Hacker News new | ask | show | jobs
by srean 2903 days ago
Graycat and I have a history of conversations on HN regarding the differences between statistics and machine learning approaches.

ML is a term that came from Russian probabilists and statisticians. ML is applied probability, optimization and algorithms. A traditional statistician will be strong in the former but not necessarily in the other two.

One can of course take the 'what sticks to the wall approach' but it would be a mischaracterization to state that a principled approach does not exist in ML literature. There are theorems stating when to try one over the other and then what to expect.

The difference in stats and ML can be seen in the nature of the theorems in their body of literature.

Lets take the probabilistic setting of ML, because this matches with the assumption a sophisticated statistician would make. ML has techniques where you don't need a stochastic model, those settings are similar to adversarial game theoretic fundamentals that does not involve a stochastic sampling process.

The assumptions:

We have a joint distribution over random variables X,Y and have drawn a sample of size n from it. We have another sample from the same joint distribution but the Ys have been removed and we want to get those back.

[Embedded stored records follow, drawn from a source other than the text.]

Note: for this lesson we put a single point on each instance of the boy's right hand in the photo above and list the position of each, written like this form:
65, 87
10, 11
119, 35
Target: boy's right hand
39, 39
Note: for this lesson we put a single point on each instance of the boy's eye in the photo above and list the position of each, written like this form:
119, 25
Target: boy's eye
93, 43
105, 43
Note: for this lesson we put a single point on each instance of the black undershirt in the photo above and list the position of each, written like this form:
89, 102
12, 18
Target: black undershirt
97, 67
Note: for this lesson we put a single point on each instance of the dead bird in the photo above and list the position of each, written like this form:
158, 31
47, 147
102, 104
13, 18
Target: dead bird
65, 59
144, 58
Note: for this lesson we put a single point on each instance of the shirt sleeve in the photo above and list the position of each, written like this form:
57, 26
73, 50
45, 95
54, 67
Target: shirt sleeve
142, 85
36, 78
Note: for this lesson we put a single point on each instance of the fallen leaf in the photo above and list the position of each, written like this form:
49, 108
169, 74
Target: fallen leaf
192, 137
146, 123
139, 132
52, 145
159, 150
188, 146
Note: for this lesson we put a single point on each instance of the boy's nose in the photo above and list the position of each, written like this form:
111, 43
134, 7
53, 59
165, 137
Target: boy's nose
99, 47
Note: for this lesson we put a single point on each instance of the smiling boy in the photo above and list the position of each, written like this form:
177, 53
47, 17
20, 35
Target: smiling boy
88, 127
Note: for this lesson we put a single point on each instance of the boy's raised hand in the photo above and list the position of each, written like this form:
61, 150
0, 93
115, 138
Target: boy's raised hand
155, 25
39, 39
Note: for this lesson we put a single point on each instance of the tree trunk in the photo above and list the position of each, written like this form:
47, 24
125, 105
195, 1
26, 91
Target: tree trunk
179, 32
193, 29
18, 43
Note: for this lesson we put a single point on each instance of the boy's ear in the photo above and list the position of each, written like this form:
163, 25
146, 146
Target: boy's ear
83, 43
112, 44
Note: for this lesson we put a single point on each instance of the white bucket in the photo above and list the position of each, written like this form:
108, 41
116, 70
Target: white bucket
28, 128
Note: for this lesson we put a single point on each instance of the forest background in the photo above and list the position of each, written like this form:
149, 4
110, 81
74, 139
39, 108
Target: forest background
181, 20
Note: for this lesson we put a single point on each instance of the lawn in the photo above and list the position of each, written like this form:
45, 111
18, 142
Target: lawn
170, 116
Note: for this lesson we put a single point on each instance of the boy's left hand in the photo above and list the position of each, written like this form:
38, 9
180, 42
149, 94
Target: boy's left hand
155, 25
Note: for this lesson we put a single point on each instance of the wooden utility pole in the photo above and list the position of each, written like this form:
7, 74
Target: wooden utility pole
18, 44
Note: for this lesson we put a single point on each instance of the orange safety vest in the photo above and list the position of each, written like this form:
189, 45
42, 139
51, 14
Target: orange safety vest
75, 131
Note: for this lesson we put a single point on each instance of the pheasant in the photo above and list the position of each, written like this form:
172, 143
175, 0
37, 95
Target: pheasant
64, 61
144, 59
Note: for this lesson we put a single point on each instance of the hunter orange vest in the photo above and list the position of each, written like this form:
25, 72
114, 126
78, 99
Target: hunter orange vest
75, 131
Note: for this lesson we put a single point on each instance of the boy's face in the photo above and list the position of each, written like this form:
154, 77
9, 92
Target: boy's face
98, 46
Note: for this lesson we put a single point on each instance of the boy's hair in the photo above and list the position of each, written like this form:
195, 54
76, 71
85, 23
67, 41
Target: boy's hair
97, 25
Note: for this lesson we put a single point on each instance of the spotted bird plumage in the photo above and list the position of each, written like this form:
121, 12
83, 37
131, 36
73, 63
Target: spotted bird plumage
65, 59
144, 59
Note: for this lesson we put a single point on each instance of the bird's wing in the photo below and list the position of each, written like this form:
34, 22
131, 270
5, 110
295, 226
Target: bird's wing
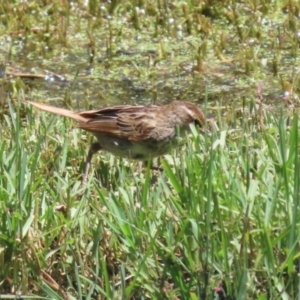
131, 122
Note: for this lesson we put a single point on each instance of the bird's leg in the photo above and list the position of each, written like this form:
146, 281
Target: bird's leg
95, 147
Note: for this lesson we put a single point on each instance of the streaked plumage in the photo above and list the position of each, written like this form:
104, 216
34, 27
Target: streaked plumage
138, 132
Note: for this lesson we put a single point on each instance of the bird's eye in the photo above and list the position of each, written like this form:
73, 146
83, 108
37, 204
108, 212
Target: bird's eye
197, 123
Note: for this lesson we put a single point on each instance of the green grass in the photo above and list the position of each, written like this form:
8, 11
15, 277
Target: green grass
220, 221
222, 215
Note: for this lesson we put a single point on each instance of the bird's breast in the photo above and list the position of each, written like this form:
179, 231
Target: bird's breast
139, 150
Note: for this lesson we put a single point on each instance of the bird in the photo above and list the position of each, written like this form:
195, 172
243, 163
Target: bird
139, 132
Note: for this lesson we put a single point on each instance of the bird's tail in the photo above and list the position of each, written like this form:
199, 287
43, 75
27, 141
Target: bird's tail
58, 111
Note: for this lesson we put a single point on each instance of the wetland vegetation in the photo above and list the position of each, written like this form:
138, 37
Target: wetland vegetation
220, 220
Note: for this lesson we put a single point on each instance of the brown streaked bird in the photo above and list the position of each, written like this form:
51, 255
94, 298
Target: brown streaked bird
138, 132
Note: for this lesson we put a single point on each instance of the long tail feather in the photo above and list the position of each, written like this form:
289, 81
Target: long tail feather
58, 111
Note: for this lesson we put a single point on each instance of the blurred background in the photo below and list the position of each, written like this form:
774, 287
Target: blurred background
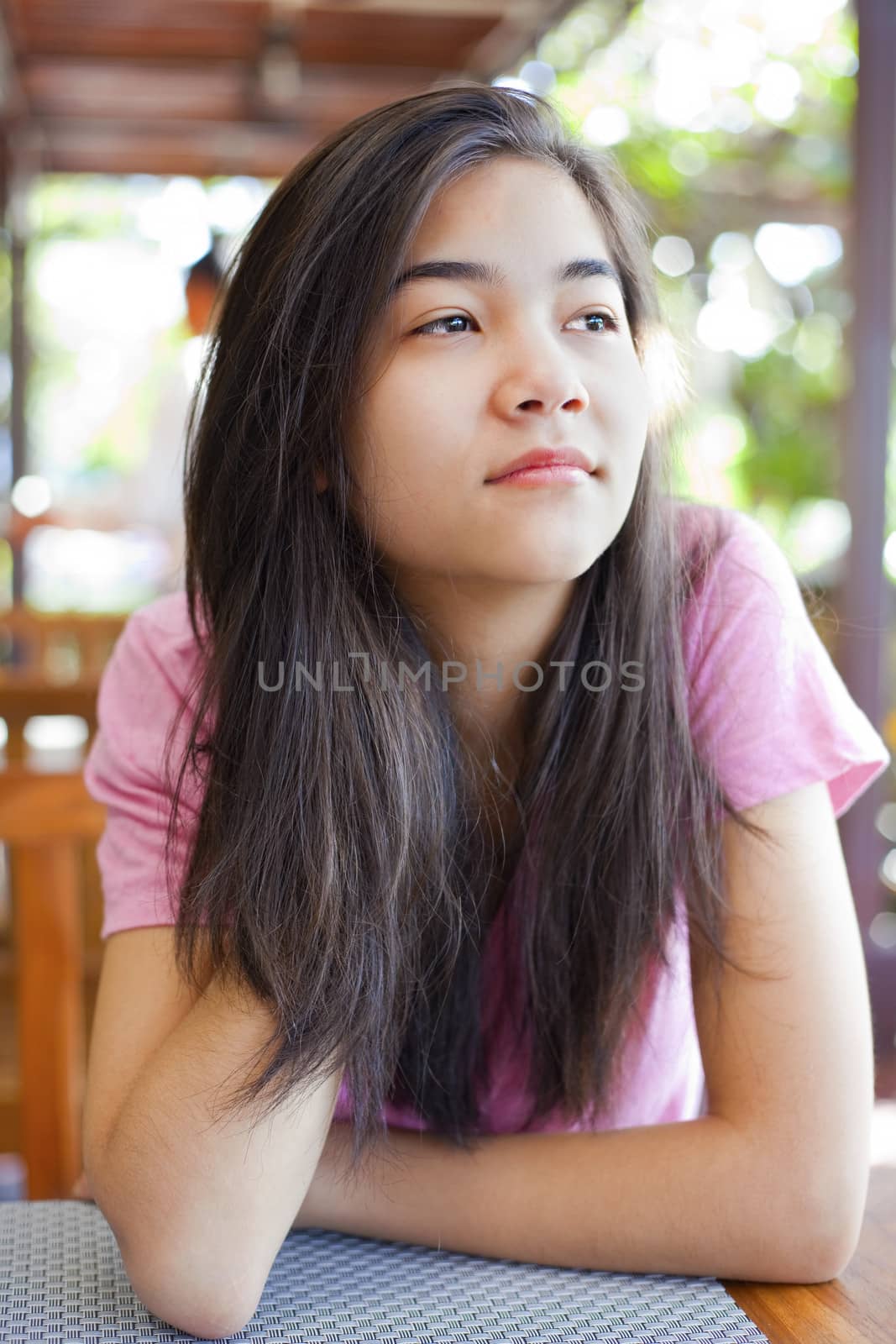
139, 145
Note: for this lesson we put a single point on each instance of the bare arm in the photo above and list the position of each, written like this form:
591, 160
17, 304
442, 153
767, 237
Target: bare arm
201, 1205
684, 1198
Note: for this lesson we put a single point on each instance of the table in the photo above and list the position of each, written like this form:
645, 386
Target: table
857, 1307
62, 1278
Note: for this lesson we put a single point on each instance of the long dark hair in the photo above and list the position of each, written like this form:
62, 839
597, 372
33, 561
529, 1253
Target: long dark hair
340, 867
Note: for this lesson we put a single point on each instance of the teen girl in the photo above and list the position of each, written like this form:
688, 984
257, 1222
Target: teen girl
472, 822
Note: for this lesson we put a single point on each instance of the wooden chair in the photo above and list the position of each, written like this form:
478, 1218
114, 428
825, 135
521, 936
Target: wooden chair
49, 822
60, 660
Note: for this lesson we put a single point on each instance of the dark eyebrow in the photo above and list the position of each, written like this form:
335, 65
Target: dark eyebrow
483, 273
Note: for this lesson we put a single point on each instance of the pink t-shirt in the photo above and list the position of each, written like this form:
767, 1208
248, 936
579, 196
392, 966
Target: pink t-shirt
766, 705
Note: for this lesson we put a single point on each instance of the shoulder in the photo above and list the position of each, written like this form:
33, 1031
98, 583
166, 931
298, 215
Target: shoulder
738, 573
150, 671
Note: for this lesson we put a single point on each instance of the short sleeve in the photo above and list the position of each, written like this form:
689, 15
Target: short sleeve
140, 691
768, 710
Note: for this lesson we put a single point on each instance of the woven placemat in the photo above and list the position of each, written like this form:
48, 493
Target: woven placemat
62, 1278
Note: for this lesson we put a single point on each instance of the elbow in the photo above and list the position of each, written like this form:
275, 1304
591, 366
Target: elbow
183, 1294
826, 1247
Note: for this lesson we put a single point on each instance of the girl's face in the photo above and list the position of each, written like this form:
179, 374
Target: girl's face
499, 371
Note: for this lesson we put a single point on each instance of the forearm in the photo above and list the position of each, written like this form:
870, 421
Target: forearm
192, 1196
687, 1198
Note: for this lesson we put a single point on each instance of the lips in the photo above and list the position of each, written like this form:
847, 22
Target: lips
546, 457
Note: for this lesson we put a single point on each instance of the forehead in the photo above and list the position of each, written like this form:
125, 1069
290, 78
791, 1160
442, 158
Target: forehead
508, 221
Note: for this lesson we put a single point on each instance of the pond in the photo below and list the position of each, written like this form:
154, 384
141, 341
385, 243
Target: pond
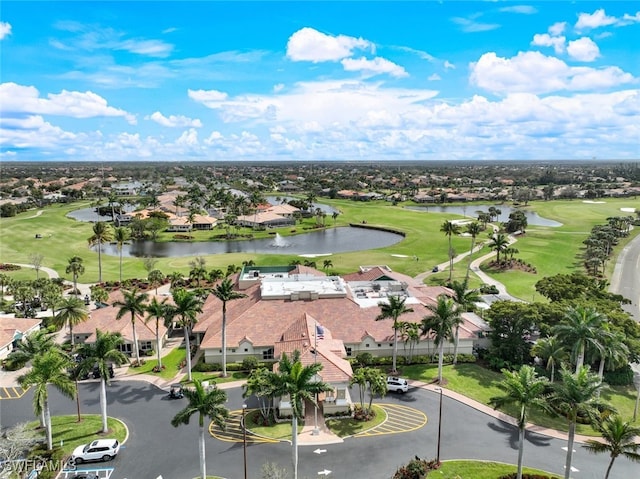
323, 242
471, 212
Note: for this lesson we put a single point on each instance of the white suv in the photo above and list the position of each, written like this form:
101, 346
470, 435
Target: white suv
99, 450
397, 385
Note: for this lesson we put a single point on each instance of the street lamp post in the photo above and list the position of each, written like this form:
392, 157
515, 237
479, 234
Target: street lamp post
244, 439
439, 427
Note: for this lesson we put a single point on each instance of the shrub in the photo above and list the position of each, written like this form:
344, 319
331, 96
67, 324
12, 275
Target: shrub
619, 377
249, 363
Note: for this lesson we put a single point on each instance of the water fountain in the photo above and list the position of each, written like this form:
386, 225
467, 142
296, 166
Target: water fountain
280, 242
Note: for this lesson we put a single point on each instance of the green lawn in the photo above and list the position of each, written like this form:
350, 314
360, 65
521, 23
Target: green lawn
66, 430
481, 384
479, 470
171, 362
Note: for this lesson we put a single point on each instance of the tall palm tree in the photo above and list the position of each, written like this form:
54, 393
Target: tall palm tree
101, 234
205, 403
71, 311
473, 229
121, 235
75, 268
102, 353
449, 228
224, 292
499, 242
297, 381
551, 351
575, 395
465, 299
524, 389
48, 368
393, 309
620, 440
158, 311
581, 327
133, 303
186, 308
443, 316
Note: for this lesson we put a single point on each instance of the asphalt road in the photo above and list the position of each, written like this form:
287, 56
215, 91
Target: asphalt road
156, 448
626, 277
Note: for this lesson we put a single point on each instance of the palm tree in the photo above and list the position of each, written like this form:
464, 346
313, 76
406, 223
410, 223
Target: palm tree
473, 229
186, 308
71, 311
581, 327
121, 235
225, 293
619, 437
551, 351
297, 381
134, 303
158, 310
48, 368
575, 395
499, 242
465, 299
524, 389
206, 403
393, 309
104, 352
449, 228
75, 268
101, 234
444, 315
156, 278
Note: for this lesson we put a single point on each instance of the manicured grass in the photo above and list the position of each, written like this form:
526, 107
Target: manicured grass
481, 384
171, 362
350, 427
214, 378
66, 430
281, 430
479, 470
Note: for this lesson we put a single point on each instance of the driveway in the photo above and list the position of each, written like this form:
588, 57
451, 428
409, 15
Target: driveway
156, 448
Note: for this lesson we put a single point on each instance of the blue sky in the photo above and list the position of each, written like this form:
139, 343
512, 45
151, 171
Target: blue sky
319, 81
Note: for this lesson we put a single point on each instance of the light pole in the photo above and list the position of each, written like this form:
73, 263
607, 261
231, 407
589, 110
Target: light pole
636, 383
244, 439
439, 427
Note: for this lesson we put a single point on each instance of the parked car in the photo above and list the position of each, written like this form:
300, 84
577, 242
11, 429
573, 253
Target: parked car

The baby statistician's way:

God came to me in my dream and told me every thing about a function f(X, \theta) that would recover the ys. He conveyed infinite amount of information but left out a finite number of parameters (settings of knobs) for me to figure out. I was told that the specific \theta lives in the set \Theta.

The mature statistician's way:

Almost the same as above except that \theta would be living in an infinite dimensional space. In other words he can work with a less powerful god who leaves out infinite amount of information.

The theorems: A statistician would be interested in theorems where they show that their method manages to recover the \theta that god left out.

In other words they would like to find an estimator \hat{\theta} that for an infinitely sized initial sample converges to the true \theta. The crowning accomplishments are when these theorems prove that this happens with probability 1. Weaker ones are those that state that this happens with as high a probability one wants (but never quite reaching 1).

ML way:

A machine learner is not interested in theorems that characterize how close \hat{\theta} is to true \theta. Furthermore asymptotically we are all dead, so he is interested in finite sample results. His point would be that all this god mumbo-jumbo and \theta is a piece of fiction we invented anyway. No one will ever be able see these, even in principle, so he couldn't care less about those. He would care about theorems that show how the function value (and not its parameters) converges uniformly to the best function in a class of functions \cal F_n of his choosing and using finitely many samples. He would also be interested in finding a sequence of function classes so that one can consider richer and richer supersets of function classes as he get more and more data. The regularization business falls out of the function classes he wants to look at. A closely related statistical viewpoint would be those of sieves.

This is not an entirely correct characterization because there existed (and exists) probabilist and statisticians who were interested in prediction theorems rather than parameter recovery theorems, but they were far far fewer in number. An example would be Prof. Dawid.